Last month we watched as news broke of one of the largest insider-trading scandals in history. While the urgency of the financial crisis may be dissipating, the need for a higher ethical standard in business is as relevant as ever.
The MBA Oath is a voluntary pledge to create value responsibly and ethically. With over 1,700 signers and growing, the Oath has helped MBAs from around the world examine their own ethical standards and belief systems.
Started at Harvard Business School (Harvard Full-Time MBA Profile) in May 2009, the MBA Oath has received both criticism and praise. At HBS, in this new academic year, there have already been several op-ed articles in the campus newspaper on both sides of the issue. We think this discourse is good. Members of the class of 2010 at HBS are now designingTown Hall meetings for students and faculty to engage in a constructive conversation. Importantly, student leaders from other campuses are getting involved, contributing diverse perspectives.

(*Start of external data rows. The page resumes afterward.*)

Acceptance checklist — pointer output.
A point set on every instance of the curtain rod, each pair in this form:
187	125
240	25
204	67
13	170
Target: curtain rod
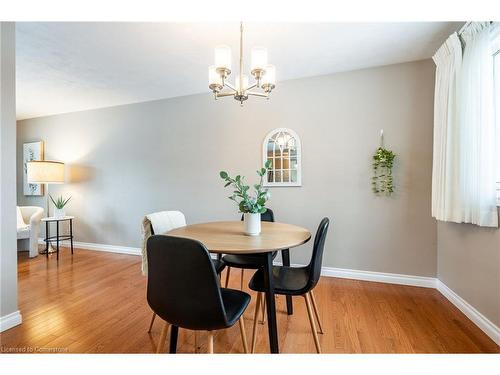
465	26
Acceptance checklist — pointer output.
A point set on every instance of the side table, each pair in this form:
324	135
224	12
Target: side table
58	237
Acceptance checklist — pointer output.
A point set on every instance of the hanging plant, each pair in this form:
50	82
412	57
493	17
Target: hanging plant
382	181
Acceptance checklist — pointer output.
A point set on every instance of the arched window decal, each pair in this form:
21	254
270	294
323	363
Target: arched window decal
282	147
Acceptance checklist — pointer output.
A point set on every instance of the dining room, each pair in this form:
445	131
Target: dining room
250	187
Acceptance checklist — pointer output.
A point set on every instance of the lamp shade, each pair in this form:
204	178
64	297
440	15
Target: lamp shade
45	172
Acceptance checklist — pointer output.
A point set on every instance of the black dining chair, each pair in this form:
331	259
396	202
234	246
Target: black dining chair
184	290
296	281
219	266
249	262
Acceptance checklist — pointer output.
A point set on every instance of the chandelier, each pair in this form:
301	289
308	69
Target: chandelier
264	74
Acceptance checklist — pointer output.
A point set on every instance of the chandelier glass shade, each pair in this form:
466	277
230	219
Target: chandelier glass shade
263	73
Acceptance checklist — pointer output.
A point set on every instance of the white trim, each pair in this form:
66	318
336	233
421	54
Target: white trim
380	277
10	320
475	316
100	247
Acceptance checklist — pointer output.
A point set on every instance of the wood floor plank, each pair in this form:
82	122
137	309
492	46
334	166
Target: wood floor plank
95	302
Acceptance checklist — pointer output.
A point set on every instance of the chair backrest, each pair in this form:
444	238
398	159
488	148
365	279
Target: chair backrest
317	255
183	287
266	216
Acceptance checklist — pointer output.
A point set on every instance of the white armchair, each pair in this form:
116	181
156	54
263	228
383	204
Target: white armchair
28	228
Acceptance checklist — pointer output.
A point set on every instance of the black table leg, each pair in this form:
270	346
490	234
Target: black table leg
47	235
285	255
57	239
270	303
174	333
71	234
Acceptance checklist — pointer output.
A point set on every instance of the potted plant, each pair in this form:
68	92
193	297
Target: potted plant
59	204
252	206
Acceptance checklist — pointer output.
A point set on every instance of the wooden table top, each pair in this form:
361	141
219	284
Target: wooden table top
228	237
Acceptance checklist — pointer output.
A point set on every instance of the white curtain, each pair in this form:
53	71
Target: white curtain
445	193
464	164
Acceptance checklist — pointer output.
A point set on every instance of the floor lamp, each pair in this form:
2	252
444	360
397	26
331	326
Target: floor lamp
45	172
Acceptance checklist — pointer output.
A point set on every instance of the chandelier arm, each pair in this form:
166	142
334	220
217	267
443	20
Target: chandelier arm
251	87
227	84
222	94
258	94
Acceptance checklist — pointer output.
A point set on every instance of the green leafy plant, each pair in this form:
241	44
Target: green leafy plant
247	203
382	181
60	202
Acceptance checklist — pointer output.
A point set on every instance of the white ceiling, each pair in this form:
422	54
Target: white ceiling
66	67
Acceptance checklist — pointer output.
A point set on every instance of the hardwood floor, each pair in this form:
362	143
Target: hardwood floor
95	302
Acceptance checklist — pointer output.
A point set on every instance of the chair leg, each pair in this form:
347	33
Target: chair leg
255	317
315	307
152	321
227	276
163	337
210	342
243	335
311	320
263	302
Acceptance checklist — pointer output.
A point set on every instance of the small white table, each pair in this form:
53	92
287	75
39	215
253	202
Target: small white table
49	239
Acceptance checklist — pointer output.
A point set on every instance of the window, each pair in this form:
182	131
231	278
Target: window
282	147
496	74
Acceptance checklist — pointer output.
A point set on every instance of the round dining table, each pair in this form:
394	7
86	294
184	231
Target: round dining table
228	237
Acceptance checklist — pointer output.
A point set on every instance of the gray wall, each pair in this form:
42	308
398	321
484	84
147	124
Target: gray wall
8	255
469	264
130	160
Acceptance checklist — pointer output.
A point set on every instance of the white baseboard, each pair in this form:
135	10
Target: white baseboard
380	277
391	278
100	247
10	320
477	318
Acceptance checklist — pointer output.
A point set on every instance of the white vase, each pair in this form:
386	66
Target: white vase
252	224
59	213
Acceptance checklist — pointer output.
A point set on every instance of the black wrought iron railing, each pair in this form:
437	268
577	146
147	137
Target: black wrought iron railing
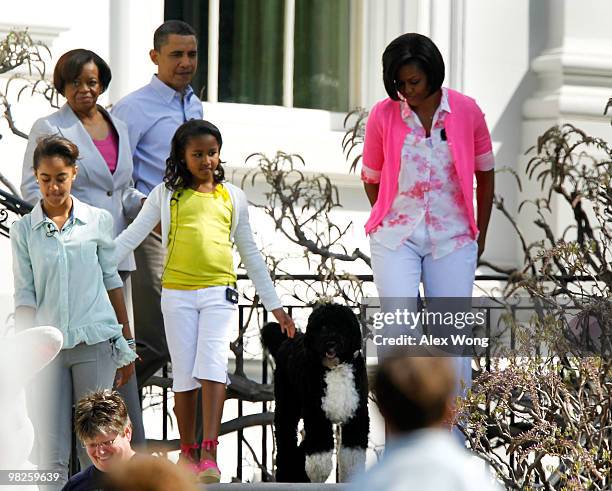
247	390
11	208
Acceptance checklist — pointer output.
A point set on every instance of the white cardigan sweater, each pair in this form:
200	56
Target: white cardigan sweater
157	207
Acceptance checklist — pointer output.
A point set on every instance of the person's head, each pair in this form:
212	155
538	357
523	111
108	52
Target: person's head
81	76
195	155
55	168
175	52
414	392
102	424
149	474
413	67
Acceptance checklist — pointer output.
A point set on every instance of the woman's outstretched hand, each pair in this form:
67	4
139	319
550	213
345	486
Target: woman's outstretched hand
124	374
286	322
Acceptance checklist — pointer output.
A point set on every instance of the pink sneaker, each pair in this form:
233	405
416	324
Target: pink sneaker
209	473
188	458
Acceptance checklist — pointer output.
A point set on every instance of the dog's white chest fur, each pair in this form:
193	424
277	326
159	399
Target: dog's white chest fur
340	399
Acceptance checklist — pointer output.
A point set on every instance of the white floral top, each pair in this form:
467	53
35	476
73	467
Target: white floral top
428	189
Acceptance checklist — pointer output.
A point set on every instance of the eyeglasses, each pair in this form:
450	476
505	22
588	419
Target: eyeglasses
103	445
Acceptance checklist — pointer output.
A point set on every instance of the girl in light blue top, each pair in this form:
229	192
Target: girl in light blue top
66	276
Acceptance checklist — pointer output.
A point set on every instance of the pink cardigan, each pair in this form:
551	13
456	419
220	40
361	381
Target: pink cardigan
468	138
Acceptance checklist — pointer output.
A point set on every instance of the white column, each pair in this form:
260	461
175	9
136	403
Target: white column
574	82
383	22
132	24
213	50
289	33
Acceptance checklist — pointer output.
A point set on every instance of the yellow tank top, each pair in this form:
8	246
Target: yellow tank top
199	246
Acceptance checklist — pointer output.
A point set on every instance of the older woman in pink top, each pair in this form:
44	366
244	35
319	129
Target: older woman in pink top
104	177
423	146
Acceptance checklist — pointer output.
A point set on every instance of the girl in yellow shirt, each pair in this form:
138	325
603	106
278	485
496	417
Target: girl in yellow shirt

The Oath has succeeded in fueling a meaningful dialogue about integrity in business management. In the interest of advancing the conversation, we address four salient questions regarding the Oath's purpose and relevance.
Is the MBA Oath anti-business?
No. At the heart of the Oath is the deepest respect for capitalism and free enterprise as a means of creating value. The Oath asks leaders to "manage my enterprise in good faith, guarding against decisions and behavior that advance my own narrow ambitions but harm the enterprise and the societies it serves." This commitment is in the long-term interest of the enterprise and its shareholders.
Business leaders are stewards of enormous amounts of resources—financial, human, and environmental. As rising business leaders, we sign and support the MBA Oath because we fundamentally believe business managers should be standard-bearers of ethics and professionalism. To sign the Oath is to acknowledge that our actions have far-reaching consequences in shaping society.
I'm an ethical person. Do I really need an oath?
A Harvard Business School professor, in his closing remarks following a case discussion on the financial crisis, told students: "Leadership is about protecting yourself and others in your organization from becoming morally disengaged." Even the most ethical among us make decisions in a world of relative standards: We evaluate, make, and rationalize choices using the people and institutions around us as benchmarks. In a world where all business leaders operate with the utmost integrity, relative standards would be enough. Unfortunately, business history has shown that relative standards gradually lead good people to make bad decisions, from the halls of Enron to the mortgage-backed securities desk.
To put this into context, Harvard Business School recently hosted two white collar criminals to share with students how a slippery slope landed them in federal prison for fraud. The lesson was that we "practice" making bad decisions through daily, seemingly inconsequential, unethical choices (adding $5 to an expense reimbursement, for example). The felon reflected: "Through small acts, I built up a capability for making and rationalizing unethical decisions."
The MBA Oath offers a compelling alternative to relative standards—a higher absolute standard that holds steadfast in a world of shifting relative ones. As one student explained after signing: "The Oath is a reminder of my own potential.